GENERAL HAFTAR
Conheci o Bruno C. e sua mulher em 2013 quando a minha mulher e eu fizemos um cruzeiro no Danúbio. Ficámos na mesma mesa e conversámos muito durante as refeições. Em inglês, porque a mulher dele é americana e porque ele, italiano, continua com Napoleão um pouco de través.
Engenheiro naval, na casa dos 70, bem aposentado depois de larguíssima carreira no mar, está zangado com os italianos, vive em Nice e apenas vai regularmente à fronteira comprar um jornal para não «perder o pulso ao desvaire».
Lembro-me de que nos disse com plena convicção de que o tráfico de imigrantes vindos do Norte de África está plenamente controlado pelas forças navais italianas, quer dos Carabinieri quer da própria Marinha Italiana, de tal modo que não há «perdas» quando são elas as receptadoras dos traficados. Sim, tudo por certo com ligações mafiosas à mistura. E já lá vão uns anos que esta conversa aconteceu… Kadhafi morrera dois anos antes.
Confesso que não prestei então muita atenção ao tema. Mas não o esqueci.
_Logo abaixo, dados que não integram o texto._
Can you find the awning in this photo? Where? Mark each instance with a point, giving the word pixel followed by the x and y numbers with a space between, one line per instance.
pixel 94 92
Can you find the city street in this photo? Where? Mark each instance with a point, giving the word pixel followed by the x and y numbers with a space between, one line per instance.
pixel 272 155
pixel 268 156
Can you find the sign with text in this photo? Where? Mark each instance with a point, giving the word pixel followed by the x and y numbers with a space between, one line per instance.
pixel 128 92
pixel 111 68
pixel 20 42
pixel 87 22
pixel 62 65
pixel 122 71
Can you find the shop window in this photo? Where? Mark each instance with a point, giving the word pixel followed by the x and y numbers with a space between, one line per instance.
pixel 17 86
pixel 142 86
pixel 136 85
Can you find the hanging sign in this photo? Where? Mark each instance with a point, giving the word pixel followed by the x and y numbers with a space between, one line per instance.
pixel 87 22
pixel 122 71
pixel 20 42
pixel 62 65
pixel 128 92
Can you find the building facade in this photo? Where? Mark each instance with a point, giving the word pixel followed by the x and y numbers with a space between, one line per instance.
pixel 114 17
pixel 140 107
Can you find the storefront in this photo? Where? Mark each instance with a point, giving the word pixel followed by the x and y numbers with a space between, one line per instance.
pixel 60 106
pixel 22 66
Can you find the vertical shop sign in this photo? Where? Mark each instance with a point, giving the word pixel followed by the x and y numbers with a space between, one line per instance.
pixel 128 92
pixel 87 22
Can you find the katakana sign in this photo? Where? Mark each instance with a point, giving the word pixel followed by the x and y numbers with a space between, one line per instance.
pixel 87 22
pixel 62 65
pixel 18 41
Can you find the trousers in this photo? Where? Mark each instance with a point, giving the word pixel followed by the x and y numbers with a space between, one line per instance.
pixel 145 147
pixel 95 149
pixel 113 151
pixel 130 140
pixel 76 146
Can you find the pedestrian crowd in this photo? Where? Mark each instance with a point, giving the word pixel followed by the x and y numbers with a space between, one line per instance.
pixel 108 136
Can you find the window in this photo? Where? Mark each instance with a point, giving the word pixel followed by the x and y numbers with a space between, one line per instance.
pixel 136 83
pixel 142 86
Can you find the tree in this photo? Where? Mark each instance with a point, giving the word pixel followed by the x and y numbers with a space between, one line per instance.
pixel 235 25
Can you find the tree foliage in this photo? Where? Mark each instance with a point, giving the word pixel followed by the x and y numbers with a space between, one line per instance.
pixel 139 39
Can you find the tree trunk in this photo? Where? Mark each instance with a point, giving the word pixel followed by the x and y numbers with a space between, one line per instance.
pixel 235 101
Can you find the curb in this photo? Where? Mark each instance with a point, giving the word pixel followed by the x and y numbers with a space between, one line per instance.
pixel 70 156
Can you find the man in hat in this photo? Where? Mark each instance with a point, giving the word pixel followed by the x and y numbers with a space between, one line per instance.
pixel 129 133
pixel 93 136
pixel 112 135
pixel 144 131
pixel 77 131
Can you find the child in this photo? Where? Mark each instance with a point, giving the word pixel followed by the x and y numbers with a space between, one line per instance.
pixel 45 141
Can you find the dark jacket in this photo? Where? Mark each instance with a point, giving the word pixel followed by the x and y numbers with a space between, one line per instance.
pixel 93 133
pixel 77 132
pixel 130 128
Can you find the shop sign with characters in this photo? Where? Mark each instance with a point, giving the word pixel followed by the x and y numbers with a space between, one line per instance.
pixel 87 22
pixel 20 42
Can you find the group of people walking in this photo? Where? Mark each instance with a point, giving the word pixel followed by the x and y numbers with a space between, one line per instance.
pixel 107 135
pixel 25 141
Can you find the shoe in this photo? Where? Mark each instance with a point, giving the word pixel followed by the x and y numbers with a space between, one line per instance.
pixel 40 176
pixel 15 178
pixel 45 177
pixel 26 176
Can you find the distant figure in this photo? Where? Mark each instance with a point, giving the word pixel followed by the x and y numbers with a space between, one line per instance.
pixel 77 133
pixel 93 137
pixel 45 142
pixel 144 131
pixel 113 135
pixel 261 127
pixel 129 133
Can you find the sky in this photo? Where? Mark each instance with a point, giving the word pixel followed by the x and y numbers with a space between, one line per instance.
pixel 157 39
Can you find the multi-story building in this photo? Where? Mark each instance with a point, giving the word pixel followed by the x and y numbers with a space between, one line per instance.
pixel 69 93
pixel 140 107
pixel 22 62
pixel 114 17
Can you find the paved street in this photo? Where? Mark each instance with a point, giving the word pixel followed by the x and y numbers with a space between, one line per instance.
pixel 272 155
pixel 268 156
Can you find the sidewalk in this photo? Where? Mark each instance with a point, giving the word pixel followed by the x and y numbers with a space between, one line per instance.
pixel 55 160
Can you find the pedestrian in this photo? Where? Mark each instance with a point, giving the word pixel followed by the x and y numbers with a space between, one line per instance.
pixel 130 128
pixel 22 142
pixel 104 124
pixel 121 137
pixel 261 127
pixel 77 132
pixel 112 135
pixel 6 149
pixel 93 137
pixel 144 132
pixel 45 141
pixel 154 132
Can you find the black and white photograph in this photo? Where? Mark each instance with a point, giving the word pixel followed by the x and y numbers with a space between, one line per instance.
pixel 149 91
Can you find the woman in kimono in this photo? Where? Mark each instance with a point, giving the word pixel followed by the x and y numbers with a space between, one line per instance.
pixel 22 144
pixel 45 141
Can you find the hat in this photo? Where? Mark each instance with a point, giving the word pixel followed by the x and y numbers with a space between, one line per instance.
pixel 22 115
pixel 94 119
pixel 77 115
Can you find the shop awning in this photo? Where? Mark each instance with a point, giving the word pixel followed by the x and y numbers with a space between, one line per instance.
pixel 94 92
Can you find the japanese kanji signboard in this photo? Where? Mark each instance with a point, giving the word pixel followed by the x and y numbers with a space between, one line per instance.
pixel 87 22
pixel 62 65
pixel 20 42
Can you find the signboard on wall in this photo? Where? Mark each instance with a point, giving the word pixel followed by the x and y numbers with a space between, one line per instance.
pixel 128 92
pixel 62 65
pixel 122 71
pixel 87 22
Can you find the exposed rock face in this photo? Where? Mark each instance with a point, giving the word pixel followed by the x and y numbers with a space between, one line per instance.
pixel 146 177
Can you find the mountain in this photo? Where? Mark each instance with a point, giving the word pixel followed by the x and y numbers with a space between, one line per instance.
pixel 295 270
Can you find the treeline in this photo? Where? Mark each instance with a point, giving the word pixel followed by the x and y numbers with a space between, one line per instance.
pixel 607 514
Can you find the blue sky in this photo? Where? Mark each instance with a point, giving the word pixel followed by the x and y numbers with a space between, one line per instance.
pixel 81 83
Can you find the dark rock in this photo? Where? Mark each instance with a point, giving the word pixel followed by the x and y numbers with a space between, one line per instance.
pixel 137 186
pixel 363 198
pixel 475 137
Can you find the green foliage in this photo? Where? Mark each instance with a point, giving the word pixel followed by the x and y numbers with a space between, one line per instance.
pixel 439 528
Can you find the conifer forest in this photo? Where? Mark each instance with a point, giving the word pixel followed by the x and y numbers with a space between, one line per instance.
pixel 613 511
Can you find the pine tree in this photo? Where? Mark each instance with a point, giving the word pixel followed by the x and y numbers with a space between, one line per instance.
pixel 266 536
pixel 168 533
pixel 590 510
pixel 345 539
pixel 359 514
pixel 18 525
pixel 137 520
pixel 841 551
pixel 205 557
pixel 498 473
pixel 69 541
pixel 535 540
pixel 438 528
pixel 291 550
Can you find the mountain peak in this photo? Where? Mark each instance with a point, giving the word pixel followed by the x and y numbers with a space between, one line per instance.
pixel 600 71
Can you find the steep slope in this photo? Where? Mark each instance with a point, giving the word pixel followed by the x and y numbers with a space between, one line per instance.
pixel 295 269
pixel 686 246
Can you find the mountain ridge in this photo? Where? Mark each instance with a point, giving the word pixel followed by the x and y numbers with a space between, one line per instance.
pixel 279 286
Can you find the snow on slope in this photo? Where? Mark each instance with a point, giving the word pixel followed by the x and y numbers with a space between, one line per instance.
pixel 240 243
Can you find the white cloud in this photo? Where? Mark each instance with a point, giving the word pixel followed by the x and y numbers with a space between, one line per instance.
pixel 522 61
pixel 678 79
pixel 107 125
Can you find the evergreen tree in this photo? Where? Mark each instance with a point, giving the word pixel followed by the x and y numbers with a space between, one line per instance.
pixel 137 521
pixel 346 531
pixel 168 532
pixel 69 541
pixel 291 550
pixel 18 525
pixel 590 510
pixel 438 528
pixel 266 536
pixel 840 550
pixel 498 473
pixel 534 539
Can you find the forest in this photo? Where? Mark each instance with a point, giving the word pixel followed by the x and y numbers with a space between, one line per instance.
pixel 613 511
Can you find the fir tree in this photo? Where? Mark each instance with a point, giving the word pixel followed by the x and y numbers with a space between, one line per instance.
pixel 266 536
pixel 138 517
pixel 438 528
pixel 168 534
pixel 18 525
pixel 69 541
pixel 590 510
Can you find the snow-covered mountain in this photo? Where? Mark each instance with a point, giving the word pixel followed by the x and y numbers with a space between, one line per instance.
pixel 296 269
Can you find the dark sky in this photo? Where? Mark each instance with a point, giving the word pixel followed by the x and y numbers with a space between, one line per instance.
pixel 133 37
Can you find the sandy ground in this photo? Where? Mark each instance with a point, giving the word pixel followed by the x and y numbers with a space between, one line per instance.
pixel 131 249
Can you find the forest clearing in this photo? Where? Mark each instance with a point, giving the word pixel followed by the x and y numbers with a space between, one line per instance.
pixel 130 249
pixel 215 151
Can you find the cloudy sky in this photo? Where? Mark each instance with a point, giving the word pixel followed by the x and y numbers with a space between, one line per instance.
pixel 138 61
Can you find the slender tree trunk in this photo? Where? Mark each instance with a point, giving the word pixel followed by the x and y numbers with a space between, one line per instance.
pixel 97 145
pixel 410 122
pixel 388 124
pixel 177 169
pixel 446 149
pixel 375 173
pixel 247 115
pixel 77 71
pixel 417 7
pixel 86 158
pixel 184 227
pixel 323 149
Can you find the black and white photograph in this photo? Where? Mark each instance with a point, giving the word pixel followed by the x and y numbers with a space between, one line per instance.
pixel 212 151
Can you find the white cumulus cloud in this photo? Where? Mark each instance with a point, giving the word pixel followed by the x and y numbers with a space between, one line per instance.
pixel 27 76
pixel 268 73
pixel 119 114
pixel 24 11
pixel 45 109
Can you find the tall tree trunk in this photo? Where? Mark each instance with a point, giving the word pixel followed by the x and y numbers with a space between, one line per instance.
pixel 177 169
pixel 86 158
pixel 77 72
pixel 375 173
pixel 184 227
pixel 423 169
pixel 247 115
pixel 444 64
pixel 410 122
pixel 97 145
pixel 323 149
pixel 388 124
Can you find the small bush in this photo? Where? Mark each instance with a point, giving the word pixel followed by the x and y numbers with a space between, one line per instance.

Acho, contudo, que está na altura de o retomar porque o movimento imigratório não dá, entretanto, sinais de abrandamento e o que salta agora à vista é uma alteração fundamental no cenário líbio com o aparecimento do General Haftar a entrar em Trípoli, vindo de Tobruk.
O Governo sediado em Trípoli e reconhecido internacionalmente é conivente com a situação de descalabro no país com as suas mais de 140 tribos em zaragata permanente, com os traficantes de escravos negros à rédea solta, com os negócios do petróleo em descontrole completo.
As forças «rebeldes», controlando a metade leste da Líbia e com sede em Tobruk, são lideradas pelo general Haftar, dos tempos de Kadhafi, homem de 75 anos que está numa de pôr um ponto final à situação caótica a que o seu país chegou. E marchou sobre Trípoli sem demagogias nem promessas miríficas duma democracia que os muçulmanos sunitas não estão em condições de usar sem o medonho jugo clerical sharioso. Mais: considera que os seus opositores são radicais islâmicos que urge domar, que são divisionistas das tribos que há que controlar, que são intervenientes nos negócios do petróleo que há que integrar nos interesses do Estado Líbio, que são traficantes de escravos negros que há que aniquilar.
Trípoli tem o apoio de António Guterres e de Itália, nomeadamente da sua ENI; Tobruk tem o apoio do vizinho Egipto, de Putin e de Macron.
Creio que Macron está dentro da razão.